I read widely from many genres. Perhaps this blog will feature fewer ratings and reviews, but I certainly intend to write about my reading life - it's the subject I most find myself wanting to talk about.
Independence Day weekend is here in the U.S., and Canada Day weekend celebrations are happening 100 miles north of my location. There are still a lot of summer weekends to fill with reading at the lake, on the beach, or just on your deck or balcony. And have I got a title for you . . .
My friend, Aaron Poochigian recently published "Mr. Either/Or," a novel in verse (Etruscan Press). Get it online from Powell's http://www.powells.com/book/mr-either-or-9780997745528/62-0 or have your favorite locally-owned, independent bookstore order it through Consortium.
Now, I know what you're thinking: "A novel in verse? How can that possibly be a summer weekend read, Carissa?" Okay, imagine this: A classic film noir (Act I), combined with a super-episode of "The X Files" (Act II), with characters that will make you miss "Alias," and a climax worth of a Marvel movie.

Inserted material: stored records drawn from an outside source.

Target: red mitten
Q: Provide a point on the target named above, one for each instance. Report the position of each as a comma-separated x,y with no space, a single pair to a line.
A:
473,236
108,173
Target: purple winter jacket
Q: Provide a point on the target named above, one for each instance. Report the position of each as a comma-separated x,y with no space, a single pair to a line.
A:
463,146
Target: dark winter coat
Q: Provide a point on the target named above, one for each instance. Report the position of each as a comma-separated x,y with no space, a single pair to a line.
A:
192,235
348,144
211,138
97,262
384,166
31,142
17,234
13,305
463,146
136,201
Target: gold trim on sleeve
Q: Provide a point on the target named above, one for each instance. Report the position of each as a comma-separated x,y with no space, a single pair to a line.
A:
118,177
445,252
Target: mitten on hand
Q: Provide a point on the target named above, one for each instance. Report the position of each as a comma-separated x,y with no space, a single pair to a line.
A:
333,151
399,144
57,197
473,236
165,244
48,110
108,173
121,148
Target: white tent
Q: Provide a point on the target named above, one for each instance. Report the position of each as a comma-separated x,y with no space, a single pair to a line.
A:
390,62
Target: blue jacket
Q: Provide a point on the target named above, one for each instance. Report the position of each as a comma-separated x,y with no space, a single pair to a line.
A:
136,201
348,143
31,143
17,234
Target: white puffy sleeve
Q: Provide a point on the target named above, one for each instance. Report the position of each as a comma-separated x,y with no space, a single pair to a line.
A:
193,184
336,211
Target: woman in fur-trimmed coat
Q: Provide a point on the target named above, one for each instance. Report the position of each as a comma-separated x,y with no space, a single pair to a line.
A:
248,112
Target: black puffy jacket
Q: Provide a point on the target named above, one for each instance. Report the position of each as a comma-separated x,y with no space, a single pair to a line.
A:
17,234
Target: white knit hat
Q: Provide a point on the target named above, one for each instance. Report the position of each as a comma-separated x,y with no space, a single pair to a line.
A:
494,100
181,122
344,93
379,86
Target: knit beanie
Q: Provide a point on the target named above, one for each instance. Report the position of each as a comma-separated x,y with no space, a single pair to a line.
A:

Mr. Either/Or is either an ivy-league college student soaking slacking his way through higher education, or he's a government spook, running business as a secret operative for some shady characters. Well, he's both. And this novel is a pretty rollicking adventure that makes full use of the classic landscapes of Manhattan.
You've never read a novel in verse? Don't worry, I had only read one before this myself (more about that in a future post). You don't read much poetry at all? Well, I won't chastise you for that here. Just let me say: Don't let it stop you.
If you're just getting started with poetry, read the novel sentence by sentence. Don't worry about things your Intro to Poetry teacher insisted you pay attention to - line endings, rhyme, rhythmic feet, caesuras (what the heck were those again?). Poochigian's sentences are not opaque, and you'll feel them fine.
What the verse does here is provide a be-bop jazzy soundtrack to the story. It highlights fun word play and pop-culture references. And most importantly, it keeps the pages turning.
Try "Mr. Either/Or" - you'll like it, and you'll be passing it around your campfire to other readers in your crowd before Labor Day.